The study was published at the end of August by Water Resources Research, a peer-reviewed journal of the American Geophysical Union.
As goes the Colorado, so goes the Rio Grande
This year, New Mexico’s largest river is in even worse shape than the Colorado River. After a bad winter, the Rio Grande has experienced record low flows—even drying, beginning in April—and declining reservoir levels.
In fact, since earlier this summer, water in the Middle Rio Grande that isn’t directly related to monsoon storms is from the Colorado River Basin.
The San Juan-Chama Project moves water from tributaries of the San Juan River, a tributary of the Colorado River. The water is piped to the Chama River, which flows into the Rio Grande near Española. Cities like Albuquerque and Santa Fe have rights to that water, as do some of New Mexico’s tribes and the Middle Rio Grande Conservancy District.
Recently, the U.S. Bureau of Reclamation even paid the Albuquerque Bernalillo County Water Utility Authority $2 million for 20,000 acre feet of stored San Juan-Chama Project water to try to keep the Rio Grande flowing through Albuquerque through the end of the year.
“Essentially, it is imported Colorado River water that has been keeping our Rio Grande wet,” said John Fleck, director of the Water Resources Program at the University of New Mexico. “We would have a dry river in Albuquerque right now without imported water, Albuquerque would have to be pumping groundwater unsustainably and farmers wouldn’t have irrigation water.”

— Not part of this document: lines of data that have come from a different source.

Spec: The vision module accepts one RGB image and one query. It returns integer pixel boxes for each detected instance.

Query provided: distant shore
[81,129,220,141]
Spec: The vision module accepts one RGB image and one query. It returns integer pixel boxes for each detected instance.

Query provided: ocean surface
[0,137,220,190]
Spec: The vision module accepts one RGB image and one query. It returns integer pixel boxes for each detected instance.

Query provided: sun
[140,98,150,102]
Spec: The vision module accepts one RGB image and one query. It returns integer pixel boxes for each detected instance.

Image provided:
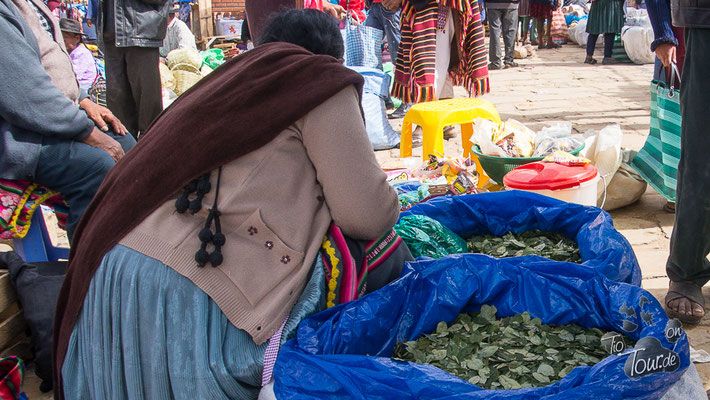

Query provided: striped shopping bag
[631,66,681,202]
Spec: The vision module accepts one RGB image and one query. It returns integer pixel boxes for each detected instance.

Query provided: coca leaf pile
[467,231,582,263]
[392,305,624,389]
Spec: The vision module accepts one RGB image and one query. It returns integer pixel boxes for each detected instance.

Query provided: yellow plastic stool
[399,98,501,164]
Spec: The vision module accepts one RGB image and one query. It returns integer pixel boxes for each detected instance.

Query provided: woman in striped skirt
[584,0,626,65]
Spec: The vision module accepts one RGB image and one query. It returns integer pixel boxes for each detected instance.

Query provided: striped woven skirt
[587,0,626,35]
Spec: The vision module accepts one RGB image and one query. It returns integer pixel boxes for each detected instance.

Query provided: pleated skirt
[587,0,626,35]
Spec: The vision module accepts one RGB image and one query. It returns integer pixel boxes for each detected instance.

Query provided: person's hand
[323,1,346,21]
[82,128,124,162]
[656,43,676,68]
[382,0,402,11]
[79,99,128,136]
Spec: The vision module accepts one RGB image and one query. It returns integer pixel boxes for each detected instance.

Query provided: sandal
[665,281,705,325]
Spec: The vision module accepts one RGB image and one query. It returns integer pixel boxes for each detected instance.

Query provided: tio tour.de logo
[666,318,683,343]
[601,332,626,356]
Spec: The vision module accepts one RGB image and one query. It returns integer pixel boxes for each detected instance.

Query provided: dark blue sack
[348,67,399,150]
[274,254,690,400]
[400,190,641,286]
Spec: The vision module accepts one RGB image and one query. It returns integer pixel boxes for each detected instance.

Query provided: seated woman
[54,10,408,399]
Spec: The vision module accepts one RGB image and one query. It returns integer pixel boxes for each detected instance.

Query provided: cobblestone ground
[377,44,710,390]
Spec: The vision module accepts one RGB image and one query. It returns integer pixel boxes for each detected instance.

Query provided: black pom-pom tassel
[175,192,190,214]
[210,232,227,247]
[185,179,197,193]
[190,197,202,214]
[210,248,222,267]
[197,178,212,196]
[197,228,213,243]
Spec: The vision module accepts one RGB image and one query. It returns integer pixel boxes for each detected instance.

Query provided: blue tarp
[274,255,690,400]
[400,190,641,286]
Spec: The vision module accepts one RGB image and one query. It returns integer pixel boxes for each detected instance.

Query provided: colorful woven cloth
[0,179,69,239]
[392,0,490,103]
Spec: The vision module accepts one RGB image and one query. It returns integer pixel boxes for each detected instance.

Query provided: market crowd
[0,0,710,399]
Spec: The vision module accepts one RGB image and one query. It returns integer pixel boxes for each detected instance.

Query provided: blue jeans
[35,131,136,240]
[365,3,402,65]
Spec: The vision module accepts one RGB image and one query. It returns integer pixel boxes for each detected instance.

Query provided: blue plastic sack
[274,254,690,400]
[348,67,399,150]
[400,190,641,286]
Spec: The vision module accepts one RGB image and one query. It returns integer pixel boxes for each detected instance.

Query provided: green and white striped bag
[631,65,681,202]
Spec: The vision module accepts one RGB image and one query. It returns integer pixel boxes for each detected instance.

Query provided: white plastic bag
[621,26,656,64]
[533,122,583,157]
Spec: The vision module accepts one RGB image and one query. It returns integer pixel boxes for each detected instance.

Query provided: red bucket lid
[503,162,597,190]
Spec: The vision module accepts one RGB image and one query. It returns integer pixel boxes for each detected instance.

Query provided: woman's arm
[301,86,399,240]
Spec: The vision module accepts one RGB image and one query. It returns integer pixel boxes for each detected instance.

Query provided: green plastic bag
[394,215,468,258]
[201,49,224,69]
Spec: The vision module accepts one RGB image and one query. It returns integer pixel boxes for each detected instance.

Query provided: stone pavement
[5,41,710,399]
[377,44,710,390]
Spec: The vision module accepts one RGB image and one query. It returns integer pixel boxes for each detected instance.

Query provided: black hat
[59,18,84,36]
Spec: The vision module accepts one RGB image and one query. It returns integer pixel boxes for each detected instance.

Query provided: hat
[59,18,84,36]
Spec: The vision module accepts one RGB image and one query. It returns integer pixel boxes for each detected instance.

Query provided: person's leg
[587,33,599,57]
[365,3,402,65]
[535,18,545,49]
[503,8,518,65]
[35,131,136,240]
[490,8,505,69]
[666,29,710,318]
[545,17,559,48]
[104,41,138,136]
[126,47,163,134]
[434,10,454,98]
[520,17,530,44]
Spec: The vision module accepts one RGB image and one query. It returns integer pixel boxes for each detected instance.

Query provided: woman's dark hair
[259,9,345,59]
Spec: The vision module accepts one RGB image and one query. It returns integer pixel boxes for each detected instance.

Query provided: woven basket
[166,49,202,71]
[173,70,202,96]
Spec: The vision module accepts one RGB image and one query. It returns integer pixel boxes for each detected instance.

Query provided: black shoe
[387,103,412,119]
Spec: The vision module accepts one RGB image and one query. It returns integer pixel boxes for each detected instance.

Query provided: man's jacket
[96,0,170,47]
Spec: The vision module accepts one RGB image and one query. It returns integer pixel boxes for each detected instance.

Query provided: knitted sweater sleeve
[0,6,94,140]
[302,86,399,240]
[646,0,678,51]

Engineers and planners had the foresight in the mid-twentieth century to realize there would be more demands for water in the Middle Rio Grande in the future, he said, and they created the San Juan-Chama Project. “But it also shows how tenuous and interconnected the system has become,” Fleck said. The Middle Rio Grande is now inextricably tied to the Colorado River Basin, he said, as this year demonstrated all too clearly.
The new study is further evidence of what we already knew: that the San Juan-Chama Project is at risk of decline, said Fleck. And while the study focused on the Colorado River Basin, he said its message applies to the Rio Grande Basin, as well.

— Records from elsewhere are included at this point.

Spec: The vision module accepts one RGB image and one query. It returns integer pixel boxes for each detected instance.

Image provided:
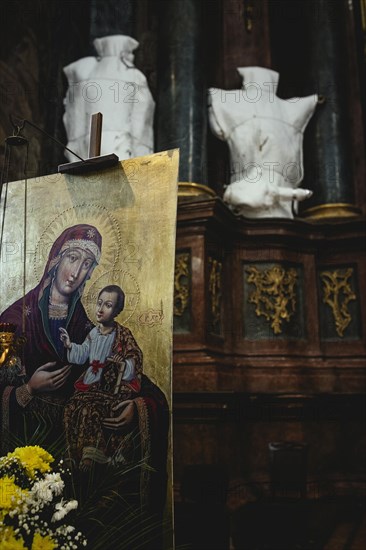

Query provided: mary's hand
[28,363,71,394]
[103,399,135,431]
[58,327,71,349]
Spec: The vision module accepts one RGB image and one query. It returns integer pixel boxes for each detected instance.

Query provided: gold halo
[82,269,140,324]
[33,204,122,281]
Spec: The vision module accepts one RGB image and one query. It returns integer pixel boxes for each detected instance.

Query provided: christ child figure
[60,285,142,470]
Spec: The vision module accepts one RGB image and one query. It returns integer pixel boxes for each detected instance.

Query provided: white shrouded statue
[63,35,155,161]
[209,67,318,218]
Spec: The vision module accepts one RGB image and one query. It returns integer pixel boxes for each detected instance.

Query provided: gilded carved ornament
[174,252,189,317]
[245,264,297,334]
[320,267,356,337]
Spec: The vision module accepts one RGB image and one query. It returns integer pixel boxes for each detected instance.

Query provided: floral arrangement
[0,445,87,550]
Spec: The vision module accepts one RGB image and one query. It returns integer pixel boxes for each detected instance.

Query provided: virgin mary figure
[0,224,102,450]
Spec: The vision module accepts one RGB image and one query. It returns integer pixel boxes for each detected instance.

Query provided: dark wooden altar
[173,198,366,502]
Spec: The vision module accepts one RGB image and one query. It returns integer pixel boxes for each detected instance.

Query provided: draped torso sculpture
[63,35,155,161]
[209,67,318,218]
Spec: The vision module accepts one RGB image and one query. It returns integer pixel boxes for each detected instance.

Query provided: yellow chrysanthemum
[31,533,57,550]
[0,526,27,550]
[0,476,22,519]
[8,445,54,479]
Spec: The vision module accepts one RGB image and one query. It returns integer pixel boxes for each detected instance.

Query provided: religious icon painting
[0,150,178,550]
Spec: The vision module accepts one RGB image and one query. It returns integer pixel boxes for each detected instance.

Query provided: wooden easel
[58,113,119,174]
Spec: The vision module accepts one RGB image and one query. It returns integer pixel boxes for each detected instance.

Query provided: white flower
[51,499,78,521]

He hopes it might spur a conversation that New Mexicans, and Albuquerque residents in particular, haven’t had yet—about how we value the river that flows through our city.
“We’ve never had a serious community conversation about what we value, what we want when it comes to this native ecosystem in the midst of the city,” he said, noting that protections of the river and its ecosystem fall under compliance with the federal Endangered Species Act—and specifically the mandate to prevent the extinction of rare species like the Rio Grande silvery minnow and the southwestern willow flycatcher.
“At some point,” he said, “we need to talk about, what kind of flows do we want? What kind of habitat do we want? And what do we care about as a community?”